Scientist/Physician (1904-1950)

Creator

Preview

image preview

Artist

T. A. Charron

Medium

Oil

Dimensions

Approx. 20 x 24 in.

Date

2001

Biographical Information

The man, for whom Charles R. Drew University of Medicine and Science in Los Angeles is named, was a brilliant Black physician, famous for his pioneering work in blood preservation. Born in Washington, D.C. on June 3, 1904, his life ended in an auto accident just two months before his 46th birthday. The intervening years were crowded with achievements, learning and sharing his knowledge to benefit mankind. In 1926 he graduated from Amherst College in Massachusetts, where his athletic prowess in track and football earned him the Mossman trophy as the man who contributed most to athletics for four years.

Dr. Drew taught biology and served as coach at Morgan State College in Baltimore before entering McGill University School of Medicine. As a medical student, he became an Alpha Omega Alpha Scholar and won the J. Francis Fellowship, based on a competitive examination given annually to the top five students in the graduating class. In 1933, he received his M.D. degree. His first appointment at Howard University was as faculty instructor in pathology from 1935-36, and later as an instructor in surgery and an assistant at Freedmen's Hospital, a federally operated facility associated with Howard.

Awarded a two-year Rockefeller Fellowship in surgery in 1938, Dr. Drew began postgraduate work and earned his Doctor of Science in Surgery degree at Columbia University. His doctoral thesis, "Banked Blood: A Study in Blood Preservation" was based on an exhaustive study of blood preservation techniques, which began at McGill University. It was while he was engaged in research at Columbia's Presbyterian Hospital that his ultimate destiny in serving mankind was shaped. The military emergency of World War II, demanding a vital need for information and procedures to preserve blood, made Dr. Drew the "man of the hour". As the European war scene became more violent, and the need for blood plasma intensified, Dr. Drew was selected to become full-time Medical Director of the Blood for Britain Project. In February 1941, he was appointed Director of the first American Red Cross Blood Bank in charge of blood for use by the U.S. Army and Navy. Dr. Drew resigned his position with the American Red Cross Blood Bank after the War Department sent out a directive stating that blood taken from white donors should not be mixed with that of Black donors. This issue caused widespread controversy.
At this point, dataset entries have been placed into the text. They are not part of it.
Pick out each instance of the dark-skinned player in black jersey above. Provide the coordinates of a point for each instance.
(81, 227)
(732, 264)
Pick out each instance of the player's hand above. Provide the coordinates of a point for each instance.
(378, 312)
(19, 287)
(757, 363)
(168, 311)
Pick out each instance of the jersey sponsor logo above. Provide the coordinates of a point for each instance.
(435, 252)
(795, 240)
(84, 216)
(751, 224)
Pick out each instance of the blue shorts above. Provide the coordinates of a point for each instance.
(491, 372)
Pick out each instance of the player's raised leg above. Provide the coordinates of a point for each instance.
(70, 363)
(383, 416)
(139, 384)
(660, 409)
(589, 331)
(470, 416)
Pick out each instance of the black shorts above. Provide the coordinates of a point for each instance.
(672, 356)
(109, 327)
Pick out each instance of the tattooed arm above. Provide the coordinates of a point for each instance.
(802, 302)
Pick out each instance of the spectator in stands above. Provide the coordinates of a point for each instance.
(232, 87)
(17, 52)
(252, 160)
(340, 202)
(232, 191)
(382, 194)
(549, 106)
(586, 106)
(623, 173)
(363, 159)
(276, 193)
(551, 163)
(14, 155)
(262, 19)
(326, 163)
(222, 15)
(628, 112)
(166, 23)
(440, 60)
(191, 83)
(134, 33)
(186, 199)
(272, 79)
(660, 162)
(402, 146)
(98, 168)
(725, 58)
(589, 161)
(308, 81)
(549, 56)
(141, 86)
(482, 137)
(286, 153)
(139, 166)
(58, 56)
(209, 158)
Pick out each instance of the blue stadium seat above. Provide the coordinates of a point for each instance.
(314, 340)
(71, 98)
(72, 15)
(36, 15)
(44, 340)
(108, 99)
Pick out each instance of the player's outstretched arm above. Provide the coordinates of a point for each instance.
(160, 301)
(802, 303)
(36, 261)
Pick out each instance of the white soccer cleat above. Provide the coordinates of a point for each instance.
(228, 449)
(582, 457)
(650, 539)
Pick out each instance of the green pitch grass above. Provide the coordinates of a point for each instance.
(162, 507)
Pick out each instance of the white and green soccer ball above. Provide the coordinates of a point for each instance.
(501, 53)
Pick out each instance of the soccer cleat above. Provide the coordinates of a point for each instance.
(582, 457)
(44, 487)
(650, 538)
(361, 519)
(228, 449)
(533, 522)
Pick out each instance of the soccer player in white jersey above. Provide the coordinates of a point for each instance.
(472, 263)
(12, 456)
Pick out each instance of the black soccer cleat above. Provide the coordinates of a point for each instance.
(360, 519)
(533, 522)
In 1939, Dr. Drew married Lenora Robbins. They had four children: Bebe, Charlene, Rhea, and Charles. In 1944, he received the Spingarn Medal from the NAACP for his work on British and American Projects. Virginia State College conferred upon him an honorary Doctor of Science in 1945, and his alma mater Amherst conferred the same degree in 1947.

On April 1, 1950, Dr. Drew was motoring with three colleagues to the annual meeting of the John A. Andrews Clinical Association in Tuskegee, Alabama, when he was killed in a one-car accident. The automobile struck the soft shoulder of the road and overturned. Dr. Drew, who was severely injured, was rushed to a nearby hospital in Burlington, North Carolina. It was, however, too late to save him. Dr. Charles R. Drew died at 8 a.m. on April 1, 1950. Dr. Charles Drew did not make much money but he was a generous man. Dr. Drew made what he considered his greatest contribution to medicine: teaching and helping to certify hundreds of Black surgeons.